Surgical glues (also called surgical sealants or adhesives) are used after a surgery or traumatic injury to bind together external or internal tissue. Surgical glues can be used in conjunction with or as an alternative to sutures and staples; they use a chemical bond to hold tissue together for healing or serve as a barrier to stop the flow of bodily fluids. The five main types of surgical glues are fibrin sealants, cyanoacrylates, collagen-based compounds, glutaraldehyde glues and hydrogels.
Fibrin sealants are a type of surgical adhesive derived from both human and animal (bovine) blood products. Ingredients in the fibrin sealant interact during application to form a clot made from the blood protein called fibrin. Fibrin sealants are effective for use in cardiovascular surgery, lung surgery and closure of the dural (a fibrous membrane covering the brain and spinal cord) and can be used to close spleen and liver lacerations.
Cyanoacrylates are surgical adhesive compounds that are used to close topical or minor lacerations. They are commonly used to close laparoscopic incisions and are much stronger than fibrin sealants and sutures. Cyanoacrylates are waterproof, flexible and require no dressing on the wound. Unfortunately, they are not bio-absorbable and must be restricted to external and temporary applications.
Collagen-based compounds are surgical adhesives made from bovine collagen, bovine thrombin or human plasma. Collagen-based compounds assist with coagulation by delivering fibrinogen to the wound area, which helps to control bleeding. Collagen-based adhesives are bio-absorbable and suitable for cardiovascular surgery, though further study is needed to assess long-term risks.

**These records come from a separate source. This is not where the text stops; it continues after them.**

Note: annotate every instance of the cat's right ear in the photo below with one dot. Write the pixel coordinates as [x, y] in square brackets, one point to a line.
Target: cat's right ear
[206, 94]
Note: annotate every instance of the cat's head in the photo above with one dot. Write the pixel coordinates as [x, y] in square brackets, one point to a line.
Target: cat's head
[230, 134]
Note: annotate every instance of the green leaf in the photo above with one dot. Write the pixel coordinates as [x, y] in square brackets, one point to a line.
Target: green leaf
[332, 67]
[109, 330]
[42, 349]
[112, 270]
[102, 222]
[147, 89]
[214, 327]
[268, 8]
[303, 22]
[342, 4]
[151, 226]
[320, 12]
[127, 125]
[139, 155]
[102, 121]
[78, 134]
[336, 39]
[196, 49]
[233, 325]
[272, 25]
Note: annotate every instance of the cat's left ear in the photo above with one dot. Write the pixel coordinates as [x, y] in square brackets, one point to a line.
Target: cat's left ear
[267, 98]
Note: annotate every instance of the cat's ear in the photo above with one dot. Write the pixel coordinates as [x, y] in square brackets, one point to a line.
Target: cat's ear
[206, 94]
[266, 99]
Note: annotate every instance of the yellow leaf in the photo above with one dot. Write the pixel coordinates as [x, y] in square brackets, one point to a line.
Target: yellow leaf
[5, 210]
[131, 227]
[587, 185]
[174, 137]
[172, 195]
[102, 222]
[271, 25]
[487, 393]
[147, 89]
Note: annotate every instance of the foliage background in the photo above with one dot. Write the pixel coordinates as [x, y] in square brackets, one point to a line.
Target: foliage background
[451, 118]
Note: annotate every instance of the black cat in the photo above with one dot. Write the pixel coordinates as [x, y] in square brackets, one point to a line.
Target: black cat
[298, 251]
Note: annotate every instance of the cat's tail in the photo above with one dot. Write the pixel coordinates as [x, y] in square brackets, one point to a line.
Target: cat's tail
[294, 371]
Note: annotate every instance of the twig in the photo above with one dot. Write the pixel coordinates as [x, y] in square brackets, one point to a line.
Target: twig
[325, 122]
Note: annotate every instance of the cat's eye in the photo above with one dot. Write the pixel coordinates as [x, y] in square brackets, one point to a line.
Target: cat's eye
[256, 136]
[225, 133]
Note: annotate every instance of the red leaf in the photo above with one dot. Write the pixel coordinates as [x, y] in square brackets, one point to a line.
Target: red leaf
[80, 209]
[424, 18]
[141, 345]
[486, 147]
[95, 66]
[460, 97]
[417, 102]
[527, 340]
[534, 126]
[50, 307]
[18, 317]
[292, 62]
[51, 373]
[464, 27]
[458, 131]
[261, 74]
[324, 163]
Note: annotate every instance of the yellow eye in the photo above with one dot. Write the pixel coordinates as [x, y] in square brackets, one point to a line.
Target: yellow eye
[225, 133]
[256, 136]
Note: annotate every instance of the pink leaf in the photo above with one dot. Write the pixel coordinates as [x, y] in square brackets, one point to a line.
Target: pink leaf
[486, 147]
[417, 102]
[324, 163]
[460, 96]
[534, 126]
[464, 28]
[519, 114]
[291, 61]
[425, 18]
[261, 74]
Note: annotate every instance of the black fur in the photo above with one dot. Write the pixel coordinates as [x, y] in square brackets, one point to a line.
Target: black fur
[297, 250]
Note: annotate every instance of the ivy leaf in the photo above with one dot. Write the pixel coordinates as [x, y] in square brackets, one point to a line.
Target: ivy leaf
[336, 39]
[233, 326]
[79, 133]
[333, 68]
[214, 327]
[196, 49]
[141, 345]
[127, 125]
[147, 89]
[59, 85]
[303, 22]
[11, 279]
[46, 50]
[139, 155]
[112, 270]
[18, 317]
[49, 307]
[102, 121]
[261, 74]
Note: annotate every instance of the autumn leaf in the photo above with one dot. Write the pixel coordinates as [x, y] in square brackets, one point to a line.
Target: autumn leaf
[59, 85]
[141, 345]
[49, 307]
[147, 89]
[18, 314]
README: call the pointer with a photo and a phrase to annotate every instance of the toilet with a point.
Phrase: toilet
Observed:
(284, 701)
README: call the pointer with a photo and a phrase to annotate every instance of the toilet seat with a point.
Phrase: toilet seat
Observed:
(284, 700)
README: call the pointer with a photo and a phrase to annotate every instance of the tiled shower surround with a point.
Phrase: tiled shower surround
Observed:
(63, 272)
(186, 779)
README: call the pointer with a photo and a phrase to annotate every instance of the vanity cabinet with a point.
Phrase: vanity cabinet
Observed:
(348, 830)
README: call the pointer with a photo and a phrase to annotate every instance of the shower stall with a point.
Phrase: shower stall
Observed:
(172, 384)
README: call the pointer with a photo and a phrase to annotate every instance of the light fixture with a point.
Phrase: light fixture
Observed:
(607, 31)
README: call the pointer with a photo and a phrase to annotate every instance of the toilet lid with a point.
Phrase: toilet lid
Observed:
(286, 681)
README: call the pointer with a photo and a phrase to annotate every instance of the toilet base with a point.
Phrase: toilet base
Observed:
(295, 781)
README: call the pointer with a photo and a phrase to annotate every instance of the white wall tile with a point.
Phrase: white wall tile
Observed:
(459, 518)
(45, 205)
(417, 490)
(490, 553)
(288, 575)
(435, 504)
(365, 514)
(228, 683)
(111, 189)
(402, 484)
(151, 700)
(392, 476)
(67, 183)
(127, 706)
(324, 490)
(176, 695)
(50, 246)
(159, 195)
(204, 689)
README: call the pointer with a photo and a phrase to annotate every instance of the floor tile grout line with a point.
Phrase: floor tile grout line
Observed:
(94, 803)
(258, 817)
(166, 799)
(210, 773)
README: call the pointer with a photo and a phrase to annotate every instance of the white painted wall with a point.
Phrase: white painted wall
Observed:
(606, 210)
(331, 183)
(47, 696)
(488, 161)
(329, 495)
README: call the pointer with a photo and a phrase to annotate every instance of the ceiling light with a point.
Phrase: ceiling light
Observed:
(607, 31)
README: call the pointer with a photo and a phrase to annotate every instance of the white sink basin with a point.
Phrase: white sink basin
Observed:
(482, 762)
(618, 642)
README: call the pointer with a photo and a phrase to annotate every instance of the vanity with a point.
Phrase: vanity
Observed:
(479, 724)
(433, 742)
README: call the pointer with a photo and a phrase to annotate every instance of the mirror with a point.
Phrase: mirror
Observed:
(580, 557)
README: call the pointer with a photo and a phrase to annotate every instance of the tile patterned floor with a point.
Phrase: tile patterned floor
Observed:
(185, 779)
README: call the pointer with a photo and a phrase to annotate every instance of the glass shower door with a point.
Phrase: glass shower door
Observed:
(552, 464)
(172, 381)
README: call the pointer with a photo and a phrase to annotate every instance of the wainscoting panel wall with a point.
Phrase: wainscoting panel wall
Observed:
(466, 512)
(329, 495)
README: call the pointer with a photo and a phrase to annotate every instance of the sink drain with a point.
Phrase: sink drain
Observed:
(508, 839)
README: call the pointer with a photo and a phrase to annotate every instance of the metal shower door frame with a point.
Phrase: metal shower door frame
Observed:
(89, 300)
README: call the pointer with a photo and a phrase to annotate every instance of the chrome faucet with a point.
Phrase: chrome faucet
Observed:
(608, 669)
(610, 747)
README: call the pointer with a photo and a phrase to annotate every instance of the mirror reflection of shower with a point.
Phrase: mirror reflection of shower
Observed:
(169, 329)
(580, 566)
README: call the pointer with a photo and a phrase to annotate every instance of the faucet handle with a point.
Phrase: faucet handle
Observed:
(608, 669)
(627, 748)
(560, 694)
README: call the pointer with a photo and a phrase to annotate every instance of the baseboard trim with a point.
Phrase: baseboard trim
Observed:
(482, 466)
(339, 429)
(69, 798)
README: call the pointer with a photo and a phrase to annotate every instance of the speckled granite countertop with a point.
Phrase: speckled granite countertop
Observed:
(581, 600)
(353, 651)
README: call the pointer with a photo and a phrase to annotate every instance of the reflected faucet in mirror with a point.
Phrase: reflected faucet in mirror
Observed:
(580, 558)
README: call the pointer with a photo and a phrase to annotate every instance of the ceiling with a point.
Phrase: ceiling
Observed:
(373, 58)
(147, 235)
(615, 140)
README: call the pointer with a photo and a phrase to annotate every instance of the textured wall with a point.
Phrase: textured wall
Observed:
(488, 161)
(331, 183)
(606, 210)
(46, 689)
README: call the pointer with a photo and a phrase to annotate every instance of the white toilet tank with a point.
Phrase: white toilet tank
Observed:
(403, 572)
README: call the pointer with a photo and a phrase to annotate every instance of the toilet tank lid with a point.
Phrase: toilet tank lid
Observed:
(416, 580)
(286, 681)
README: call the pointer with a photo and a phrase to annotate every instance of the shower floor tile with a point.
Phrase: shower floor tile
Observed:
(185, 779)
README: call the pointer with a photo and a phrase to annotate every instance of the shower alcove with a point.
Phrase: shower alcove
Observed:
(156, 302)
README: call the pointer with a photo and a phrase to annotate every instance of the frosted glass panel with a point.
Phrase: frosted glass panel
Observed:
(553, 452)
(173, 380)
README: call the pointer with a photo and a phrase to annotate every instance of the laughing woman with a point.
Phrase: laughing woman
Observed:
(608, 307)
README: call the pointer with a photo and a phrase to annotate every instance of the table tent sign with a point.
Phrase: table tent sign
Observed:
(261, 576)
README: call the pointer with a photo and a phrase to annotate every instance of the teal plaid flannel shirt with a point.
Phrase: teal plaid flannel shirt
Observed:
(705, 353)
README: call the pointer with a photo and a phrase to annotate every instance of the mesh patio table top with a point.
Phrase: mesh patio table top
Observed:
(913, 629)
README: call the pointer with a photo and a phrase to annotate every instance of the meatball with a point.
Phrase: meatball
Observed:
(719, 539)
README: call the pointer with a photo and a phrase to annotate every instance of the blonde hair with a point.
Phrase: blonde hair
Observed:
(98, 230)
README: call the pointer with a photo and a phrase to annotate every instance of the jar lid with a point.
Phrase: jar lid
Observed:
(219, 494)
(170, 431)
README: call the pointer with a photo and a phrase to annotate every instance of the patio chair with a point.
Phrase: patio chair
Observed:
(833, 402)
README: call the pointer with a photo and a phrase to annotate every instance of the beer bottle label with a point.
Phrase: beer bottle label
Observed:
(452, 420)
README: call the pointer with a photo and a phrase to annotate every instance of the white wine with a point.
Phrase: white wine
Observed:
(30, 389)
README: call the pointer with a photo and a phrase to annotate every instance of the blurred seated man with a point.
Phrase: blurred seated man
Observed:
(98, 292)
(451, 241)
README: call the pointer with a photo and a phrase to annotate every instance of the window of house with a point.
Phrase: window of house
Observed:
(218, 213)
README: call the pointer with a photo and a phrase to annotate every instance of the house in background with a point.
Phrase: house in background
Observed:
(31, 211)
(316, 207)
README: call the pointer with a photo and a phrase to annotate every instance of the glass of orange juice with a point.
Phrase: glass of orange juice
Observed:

Glutaraldehyde glues are compounds consisting of bovine albumin and a strong tissue adhesive. They can be used in the repair of aortic dissections to fill in the dissection area. This provides a strong arterial wall that assists in aortic repair. Glutaraldehyde bonds quickly, can withstand high pressures and is used primarily for internal surgeries. The long-term effects from exposure to glutaraldehyde glues is unknown.
Hydrogels are synthetic polythene glycol (PEG) polymers commonly used in lung and thoracic surgery due to their ability to seal air leaks. Hydrogels are bio-absorbable and stronger than fibrin sealants. They are also photoactivated, meaning that the sealant sets with exposure to light, which can be a drawback in situations where a patient is hemorrhaging.